From the outside, our life probably looks pretty stable.
But for years, I couldn't shake the feeling that it was never enough.
No matter how much we saved, I worried it wouldn't be enough to retire. I worried that one bad year, one layoff, or one unexpected salary cut would force us to sell the house and completely change our lives. Sure, we could afford our lifestyle now, but what if I lost my job and had to take one that paid less? What if everything we had worked for slowly slipped away?
I work in government contracting, where stability can disappear overnight. Over the last few years, contracts have slowly dried up. Then one day my employer sat me down and explained that profits were down and they had to cut my salary.
I was scared.
I was angry.
Mostly, I felt trapped.
I started looking for other jobs, convinced I could simply move somewhere else and keep building the life we had planned. But the offers I found paid even less than what I was still making. Every morning I found myself wondering:
"Is today the day they cut my salary again? Or worse, let me go?"
The strange part is that, on paper, we were doing well.
We had retirement accounts. We had savings. We owned a rental property. I had been tracking our net worth for years, and if the numbers continued to grow at the same pace, we would probably retire comfortably in our sixties.
But that realization didn't make me feel any safer.
That's when I realized I had been chasing the wrong number.
For years, I thought a bigger net worth would eventually make the anxiety disappear. I figured that once I reached some magical milestone, I would finally relax.
Instead, every time I reached one goal, I moved the goalposts.
I realized what I actually wanted wasn't a bigger number on a balance sheet.
I wanted options.
I wanted to know that if my job disappeared tomorrow, my family would still be okay.
So I started building a spreadsheet.
At first, it simply tracked our net worth. Then I added retirement projections. Then emergency funds. Then debt. Then rental income. Eventually I started tracking something I called "Passive Income Coverage"—the percentage of our monthly life that could be paid for without my paycheck.
Slowly, something unexpected happened.
The fear didn't disappear.
But it became measurable.
And once it became measurable, it became manageable.
I stopped asking, "Will I ever have enough?"
Instead, I started asking, "What small step can I take this month to make my family a little more secure?"

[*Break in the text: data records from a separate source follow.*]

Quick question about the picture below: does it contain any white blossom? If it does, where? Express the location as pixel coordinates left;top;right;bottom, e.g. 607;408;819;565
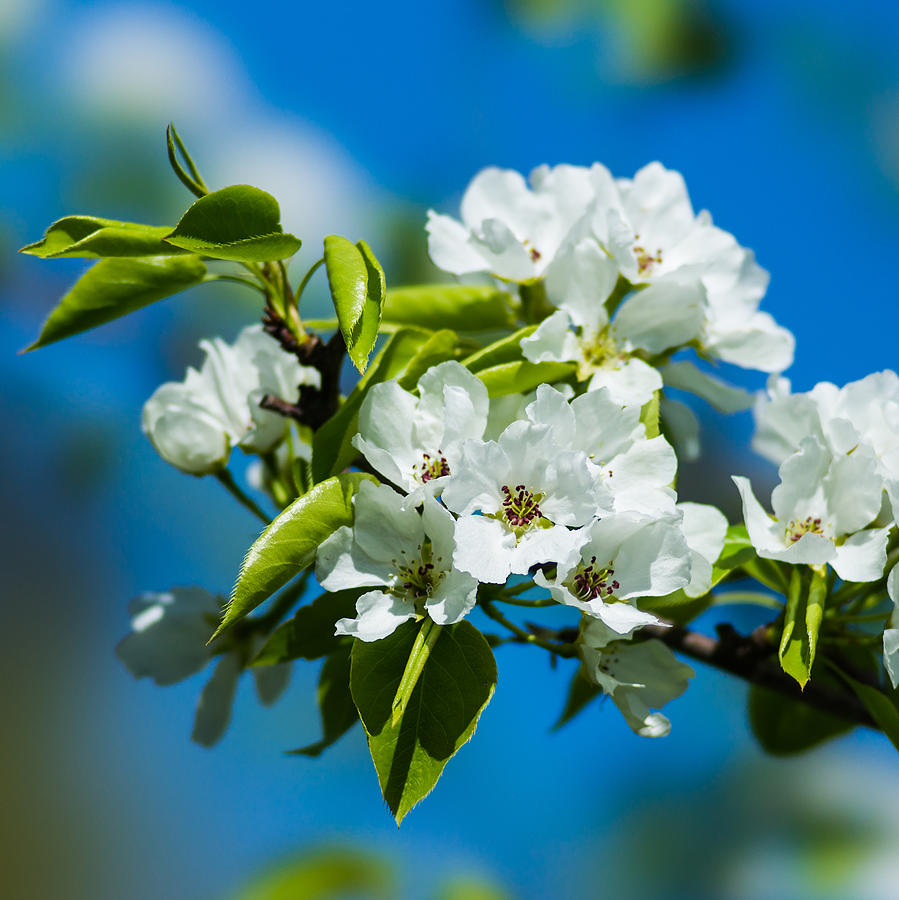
353;362;490;502
733;436;889;581
526;385;677;515
427;165;594;283
594;162;795;372
116;588;290;747
534;513;691;634
581;619;695;737
315;481;486;641
443;421;604;584
521;237;706;405
142;325;321;475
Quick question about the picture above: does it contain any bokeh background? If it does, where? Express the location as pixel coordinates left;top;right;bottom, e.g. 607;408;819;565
0;0;899;900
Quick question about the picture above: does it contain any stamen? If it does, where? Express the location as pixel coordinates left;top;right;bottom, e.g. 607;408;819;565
500;484;544;528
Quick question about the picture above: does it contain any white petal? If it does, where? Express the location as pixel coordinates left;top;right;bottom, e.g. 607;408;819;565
453;516;515;584
521;309;579;363
425;571;478;625
335;591;415;641
315;513;394;591
831;528;890;581
661;360;752;414
612;280;705;353
589;358;662;406
425;210;487;275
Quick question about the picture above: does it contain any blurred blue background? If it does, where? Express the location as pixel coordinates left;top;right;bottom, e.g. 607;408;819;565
0;0;899;900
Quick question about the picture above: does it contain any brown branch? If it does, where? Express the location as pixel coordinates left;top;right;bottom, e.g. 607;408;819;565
641;625;878;729
527;622;880;731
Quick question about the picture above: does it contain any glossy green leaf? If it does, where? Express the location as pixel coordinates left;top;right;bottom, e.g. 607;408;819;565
475;359;575;397
27;255;206;350
19;216;184;259
166;184;300;262
462;325;537;372
213;473;374;637
227;847;397;900
830;663;899;750
289;638;359;757
350;621;496;823
778;566;827;688
325;234;387;372
552;666;602;731
312;328;433;482
252;588;362;666
382;284;515;331
749;674;855;756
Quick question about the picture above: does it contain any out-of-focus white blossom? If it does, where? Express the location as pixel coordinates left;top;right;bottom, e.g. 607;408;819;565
142;325;321;475
581;619;695;737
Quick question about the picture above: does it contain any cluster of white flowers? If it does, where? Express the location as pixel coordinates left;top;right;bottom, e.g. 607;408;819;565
748;370;899;687
428;163;794;403
128;163;899;737
142;325;321;475
316;362;727;735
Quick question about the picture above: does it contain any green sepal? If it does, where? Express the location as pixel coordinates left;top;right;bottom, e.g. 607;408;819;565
552;666;602;731
475;359;575;397
26;255;206;351
350;621;496;824
312;328;454;482
325;234;387;372
217;473;376;640
288;637;359;757
749;675;855;756
777;566;827;688
462;325;537;373
19;216;185;259
382;284;514;331
251;588;363;666
165;184;301;262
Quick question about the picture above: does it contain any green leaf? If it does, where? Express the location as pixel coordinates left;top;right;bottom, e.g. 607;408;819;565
312;328;433;482
289;638;359;756
552;666;602;731
218;473;375;638
27;255;206;350
227;848;396;900
165;122;209;197
382;284;514;331
166;184;300;262
462;325;537;372
778;566;827;688
828;660;899;750
749;675;855;756
350;621;496;824
475;359;575;397
325;234;387;372
19;216;184;259
252;588;362;666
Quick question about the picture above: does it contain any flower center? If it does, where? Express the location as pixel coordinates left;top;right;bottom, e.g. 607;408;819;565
633;234;662;275
569;556;621;603
501;484;544;528
786;516;824;545
392;544;446;601
413;450;449;484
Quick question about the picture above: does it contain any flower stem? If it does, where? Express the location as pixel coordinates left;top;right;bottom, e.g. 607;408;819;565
215;469;271;525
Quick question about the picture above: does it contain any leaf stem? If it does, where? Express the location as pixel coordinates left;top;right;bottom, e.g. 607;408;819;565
390;616;443;727
215;469;271;526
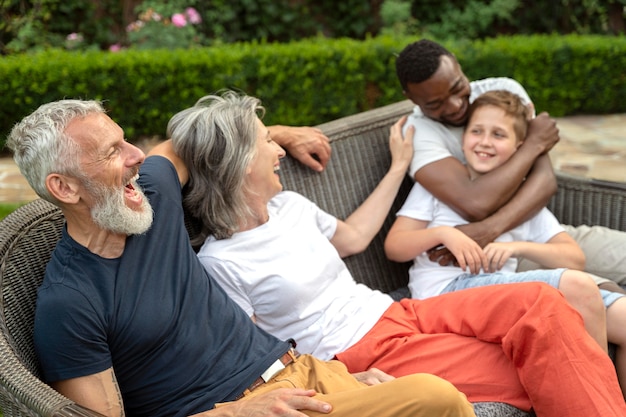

I don't have this all figured out. I'm not retired. I don't own ten rental properties. I'm certainly not a financial advisor.
I'm just an ordinary husband and father trying to build a life where one bad day at work doesn't put my family's future at risk.
This website is simply a record of that journey.
Some of the numbers I track I've been following for years. Others I only started measuring recently. None of them are really about becoming rich.
They're about answering one simple question:
If life doesn't go according to plan, will my family be okay?
I will go over these numbers over the next weeks and months to show you why I track them.
And if you're an ordinary family trying to build a little more security for your own future, maybe some of what I've learned along the way will help you too.